Whoops! The Department of Justice Admits That It Misunderstood U.S. Citizenship Law

02/26/2015 04:01 pm ET | Updated Apr 28, 2015

We all know that immigration law is complicated. We all know that human beings make mistakes. What we don't expect is that our government can't figure out who its own citizens are. But time and time again, the government disappoints. The latest culprit is the Department of Justice (DOJ), which employs the most powerful attorneys in the country.

The DOJ has the authority to issue deportation orders. In a recent decision, the DOJ admitted that it has been misinterpreting certain citizenship statutes since 2008. As a consequence, DOJ officers have been incorrectly ordering U.S. citizens deported.

The DOJ's error involved what is known as "derivative citizenship." If a parent naturalizes while a child is under 18, the child automatically becomes a citizen, if some other conditions are met. For example, if a father naturalizes, his out-of-wedlock children must be "legitimated" to derive citizenship.

Unsurprisingly, some families do not know about derivative citizenship. They are unaware that their children became citizens by automatic operation of law. But government lawyers should understand how derivative citizenship works and apply the relevant statutes consistently.

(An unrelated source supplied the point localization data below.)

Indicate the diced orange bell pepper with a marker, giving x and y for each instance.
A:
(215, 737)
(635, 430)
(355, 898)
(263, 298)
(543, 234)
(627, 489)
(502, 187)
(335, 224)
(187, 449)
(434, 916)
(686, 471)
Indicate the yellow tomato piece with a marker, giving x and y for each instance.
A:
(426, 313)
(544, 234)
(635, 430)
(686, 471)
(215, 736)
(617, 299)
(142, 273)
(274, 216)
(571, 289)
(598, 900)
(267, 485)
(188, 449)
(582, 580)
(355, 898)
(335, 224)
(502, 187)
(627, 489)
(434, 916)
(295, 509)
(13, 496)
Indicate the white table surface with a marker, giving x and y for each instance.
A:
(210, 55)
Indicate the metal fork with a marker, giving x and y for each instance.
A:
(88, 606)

The term "legitimated" is what tripped up the DOJ. In its decision, the DOJ explained that it misread the legal requirements for legitimation to occur -- which means that it issued flawed opinions from 2008 to 2015. This creates troubling policy problems: Will the DOJ communicate its error to affected individuals? How? When? What will the government do about U.S. citizens who already were mistakenly deported? Will the government make any effort to identify them and bring them home?

My immediate instinct on reading the DOJ's decision was to locate and inform affected individuals myself. But it's not so easy, including for attorneys and journalists. The records of immigration proceedings are not public. Only a small minority of the DOJ's decisions are released and available for perusal. Many are delivered only orally. If there is no appeal, there may be no written record.

Thus the government holds the information in its hands, and it remains to be seen what it will do about it. In the meantime, I hope that attorneys and other readers will share the DOJ's decision and reach out to those who might have been misinformed about their citizenship.